SigninViewControllerDelegate uses WebContentsModalDialogManager is a peculiar way.
WebContentsModalDialogManager owns the dialogs run on a WebContents, and itself is tied lifetime-wise to that WebContents. However, SinginViewControllerDelegate makes a WebContents, binds a WebContentsModalDialogManager to it (making the WebContentsModalDialogManager share the WebContents's lifetime), makes a modal dialog, and then makes the WebContents be the contents of the dialog.
The ownership picture is then: WebContents owns the WebContentsModalDialogManager (which is tied to the lifetime of the WebContents), which owns a dialog, which owns the WebContents starting this all.
This ouroboros, as you'd imagine, has lifetime fragility issues.

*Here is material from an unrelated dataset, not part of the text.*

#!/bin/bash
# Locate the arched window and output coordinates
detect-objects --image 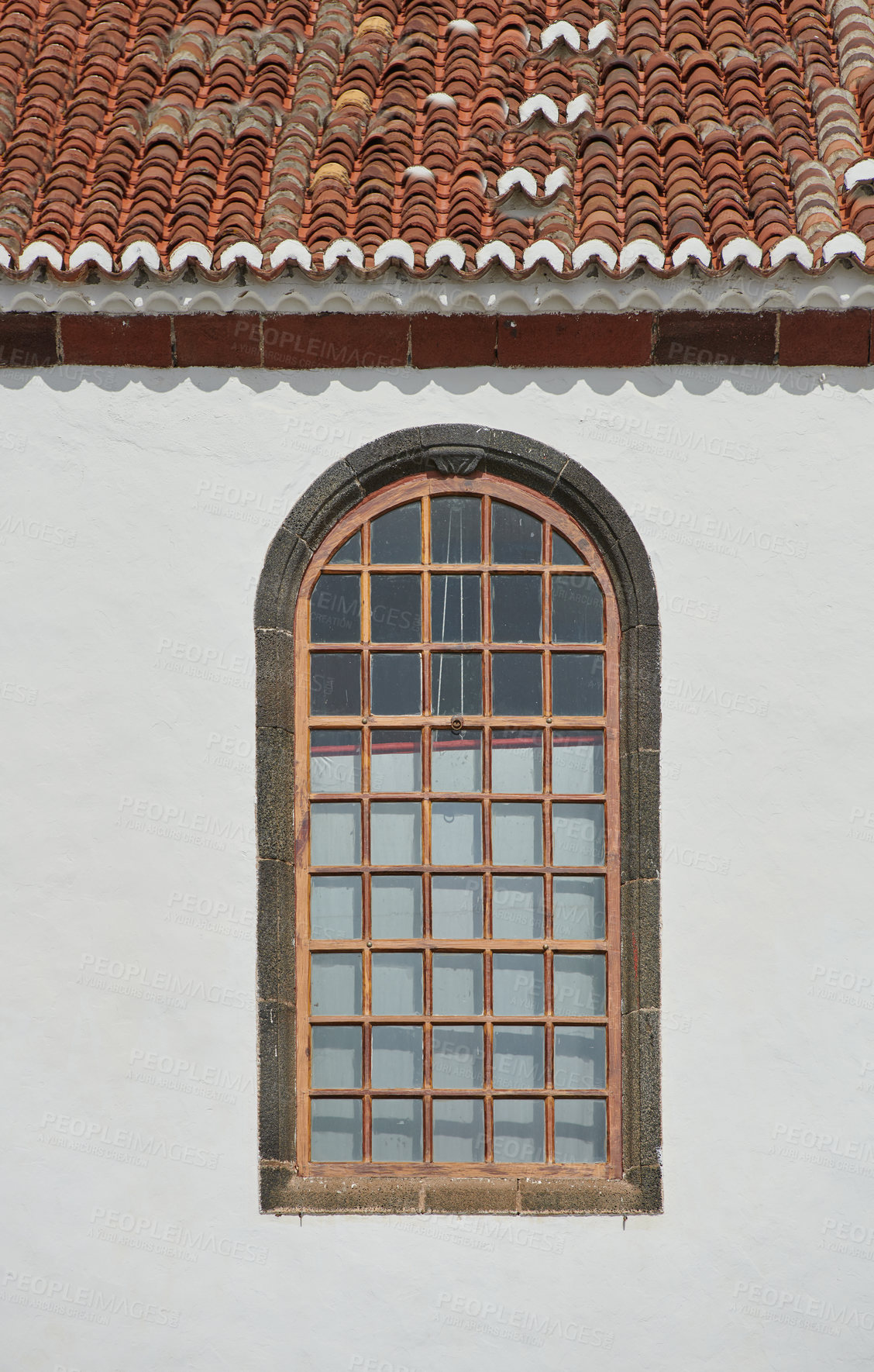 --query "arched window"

In fixing a crash ( bug 760507 ), I added a check for visibility (https://crrev.com/c/653800). However, in the case of closing a SigninViewControllerDelegate, that check hit a dangling delegate pointer and crashed. That led to a hilarious series of bugs (bug 771142, bug 771872 , bug 772745 ) that got worse and worse as I misunderstood the ownership issues of SigninViewControllerDelegate and broke it more and more.

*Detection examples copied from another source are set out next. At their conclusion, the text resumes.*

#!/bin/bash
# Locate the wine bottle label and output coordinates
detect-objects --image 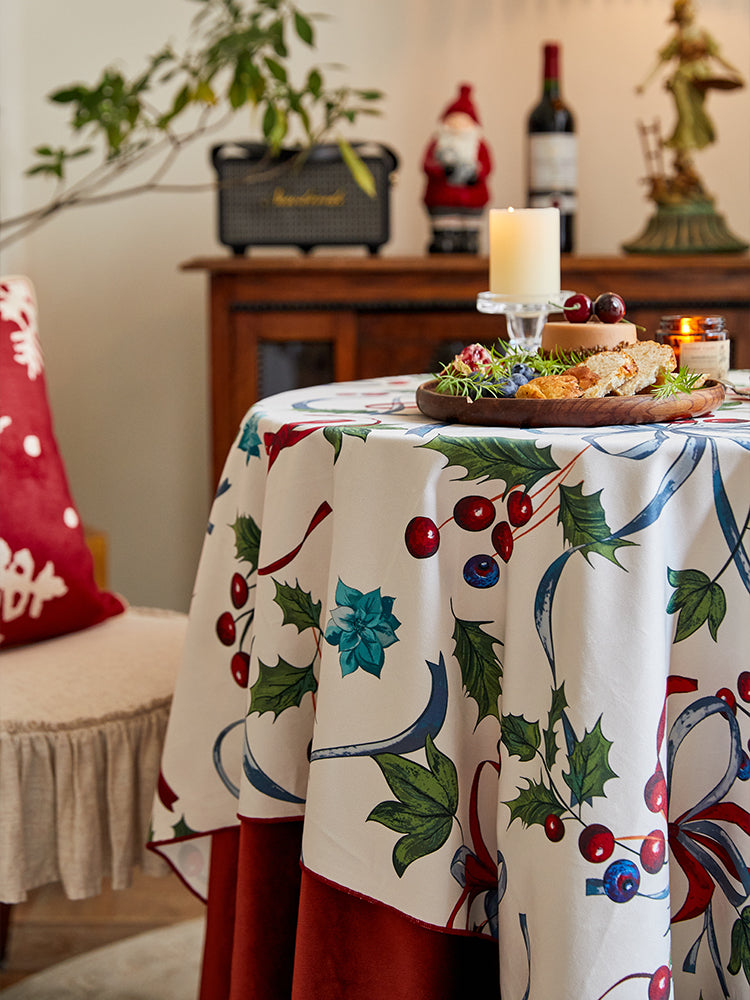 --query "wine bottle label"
[529,132,578,195]
[680,340,729,378]
[527,191,578,215]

Those are fixed, and there is a bandaid over the crash in bug 771142. However, that bandaid avoids the crash by short-circuiting early and avoiding touching the dangling delegate.
There _shouldn't be_ dangling delegate pointers in the code. Right now, the whole teardown scenario of SigninViewControllerDelegate is incredibly fragile.
If indeed putting a WebContents into a dialog owned by a WebContentsModalDialogManager attached to that very WebContents is intended to be a supported use case, the lifetime issues need to be officially addressed with better mechanisms which need to be retrofitted into SigninViewControllerDelegate. The situation we're in right now, where the "obviously" correct thing to do is completely wrong, is not a good situation to be in.